7. How much will this cost companies?

Costs associated with the required disclosures are commensurate with the value and usefulness of the information, and with the size and complexity of the business. It varies according to the internal use and external visibility. Many companies have realised the strategic value of reporting on social and environmental matters for their internal business-decision process, and for their external communications.

The Directive does not require comprehensive reporting on environmental and social aspects (although the Commission certainly encourages it). The Directive requires only the disclosure of certain information on policies, outcomes and risks. This is estimated to result in an additional direct cost for large companies of less than €5 000 per year, i.e. less than €30 million euro on an EU basis.

8. How does this Directive relate to integrated reporting?

The Directive focuses on environmental and social disclosures. Integrated reporting is a step ahead, and is about the integration by companies of financial, environmental, social and other information in a comprehensive and coherent manner. To be clear, this Directive does not require companies to comply with integrated reporting.

The Commission is monitoring with great interest the evolution of the integrated reporting concept, and, in particular, the work of the International Integrated Reporting Council.

9. Why does the EU act on boardroom diversity?

Large listed companies often have important international activities in different sectors, while many of their shareholders may also be international. Evidence shows however that EU companies often do not have a diverse board. Company boards comprising members with a similar educational and professional background, age or gender may be dominated by a narrow "group think", which can lead to management decisions not being challenged effectively and to innovative ideas not being taken on board.

In view of the key role of the board in the governance of companies, it is important to ensure that listed companies reflect better on the composition of their boards. To this end, this Directive will require large listed companies to be transparent about their diversity policy. However, they remain free to define what kind of diversity policy is appropriate to their specific situation.

10. What is the connection with the Commission's initiative to increase the presence of women on boards of directors (IP/12/1205)?
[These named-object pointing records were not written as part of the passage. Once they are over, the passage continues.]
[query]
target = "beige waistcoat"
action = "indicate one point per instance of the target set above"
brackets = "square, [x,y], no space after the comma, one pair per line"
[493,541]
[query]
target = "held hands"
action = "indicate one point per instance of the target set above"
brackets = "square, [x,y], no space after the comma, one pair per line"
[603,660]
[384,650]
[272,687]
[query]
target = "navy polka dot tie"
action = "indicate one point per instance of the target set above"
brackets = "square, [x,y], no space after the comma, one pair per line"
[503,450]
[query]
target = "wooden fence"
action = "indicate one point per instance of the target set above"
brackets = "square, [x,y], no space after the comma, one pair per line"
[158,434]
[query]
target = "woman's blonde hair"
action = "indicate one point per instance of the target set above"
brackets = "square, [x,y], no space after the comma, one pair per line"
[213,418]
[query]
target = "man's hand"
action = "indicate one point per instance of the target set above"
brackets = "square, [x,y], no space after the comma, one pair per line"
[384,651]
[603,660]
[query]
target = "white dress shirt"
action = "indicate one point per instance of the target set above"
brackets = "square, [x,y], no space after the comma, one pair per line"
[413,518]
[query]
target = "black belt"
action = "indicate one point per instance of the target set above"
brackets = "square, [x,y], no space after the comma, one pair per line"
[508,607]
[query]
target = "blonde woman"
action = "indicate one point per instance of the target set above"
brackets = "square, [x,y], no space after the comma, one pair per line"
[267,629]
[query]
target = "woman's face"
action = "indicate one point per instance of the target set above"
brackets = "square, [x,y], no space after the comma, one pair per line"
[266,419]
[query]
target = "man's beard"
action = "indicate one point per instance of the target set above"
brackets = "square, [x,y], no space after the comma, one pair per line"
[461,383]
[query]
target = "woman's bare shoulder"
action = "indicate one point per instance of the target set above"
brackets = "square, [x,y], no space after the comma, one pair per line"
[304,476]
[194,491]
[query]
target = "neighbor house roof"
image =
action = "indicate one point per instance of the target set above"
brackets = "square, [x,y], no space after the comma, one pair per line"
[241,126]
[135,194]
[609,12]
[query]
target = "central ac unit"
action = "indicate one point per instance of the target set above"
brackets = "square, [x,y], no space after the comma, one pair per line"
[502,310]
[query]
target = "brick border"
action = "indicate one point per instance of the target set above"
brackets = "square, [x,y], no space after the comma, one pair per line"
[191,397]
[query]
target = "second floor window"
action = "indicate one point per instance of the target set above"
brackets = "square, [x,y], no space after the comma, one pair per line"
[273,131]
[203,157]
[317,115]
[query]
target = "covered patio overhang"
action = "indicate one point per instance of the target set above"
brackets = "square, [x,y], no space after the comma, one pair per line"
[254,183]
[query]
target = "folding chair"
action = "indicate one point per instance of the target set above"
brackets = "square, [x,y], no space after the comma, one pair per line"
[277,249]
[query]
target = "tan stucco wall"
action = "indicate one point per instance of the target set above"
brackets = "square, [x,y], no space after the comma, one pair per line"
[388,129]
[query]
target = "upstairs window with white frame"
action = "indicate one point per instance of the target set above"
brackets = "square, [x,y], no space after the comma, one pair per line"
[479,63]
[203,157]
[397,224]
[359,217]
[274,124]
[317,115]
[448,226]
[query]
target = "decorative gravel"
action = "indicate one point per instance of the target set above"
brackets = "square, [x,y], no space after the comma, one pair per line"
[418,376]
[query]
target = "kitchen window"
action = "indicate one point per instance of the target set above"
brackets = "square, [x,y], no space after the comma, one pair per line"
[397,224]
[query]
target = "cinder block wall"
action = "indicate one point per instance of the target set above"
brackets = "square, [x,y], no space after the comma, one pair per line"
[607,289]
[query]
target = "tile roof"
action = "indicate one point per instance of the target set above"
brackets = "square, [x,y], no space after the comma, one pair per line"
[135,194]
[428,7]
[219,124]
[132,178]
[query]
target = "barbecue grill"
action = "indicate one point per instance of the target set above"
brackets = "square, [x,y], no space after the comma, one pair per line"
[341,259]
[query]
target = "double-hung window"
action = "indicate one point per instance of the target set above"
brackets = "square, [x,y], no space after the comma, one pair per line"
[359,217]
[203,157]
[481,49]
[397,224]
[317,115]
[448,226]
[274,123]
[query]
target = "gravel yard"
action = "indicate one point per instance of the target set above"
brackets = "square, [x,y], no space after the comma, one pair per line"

The objective of both initiatives is similar: to diversify the composition of boards of directors so that they better supervise the company’s management. However, the logic is a little different. The initiative on increasing the presence of women on boards covers gender aspects only, and is based on reaching a certain percentage. This Directive also covers other aspects of diversity, such as educational and professional background and age. Companies will be required to disclose their diversity policies. This is expected to exert indirect pressure by encouraging more diversity. Therefore, both initiatives are complementary.

11. What is country-by-country reporting on tax matters and why is it important?

On 22 May 2013 the European Council called for some measures to fight tax evasion and fraud, including examining the Directive on disclosure of non-financial information with a view to ensuring country-by-country reporting by large companies and groups.

Country-by-country reporting refers to the requirement for large companies to produce certain information, notably on taxes paid, by each country where they have operations. With more transparency, tax evasion and fraud will become more difficult. Transparency is complementary with other measures, such as strengthening international cooperation.

The Directive requests that the Commission examines and reports back by July 2018 on the possibility of introducing an obligation requiring large undertakings to produce, on an annual basis, a country-by-country report, containing information on, as a minimum, profits made, taxes paid on profits and public subsidies received.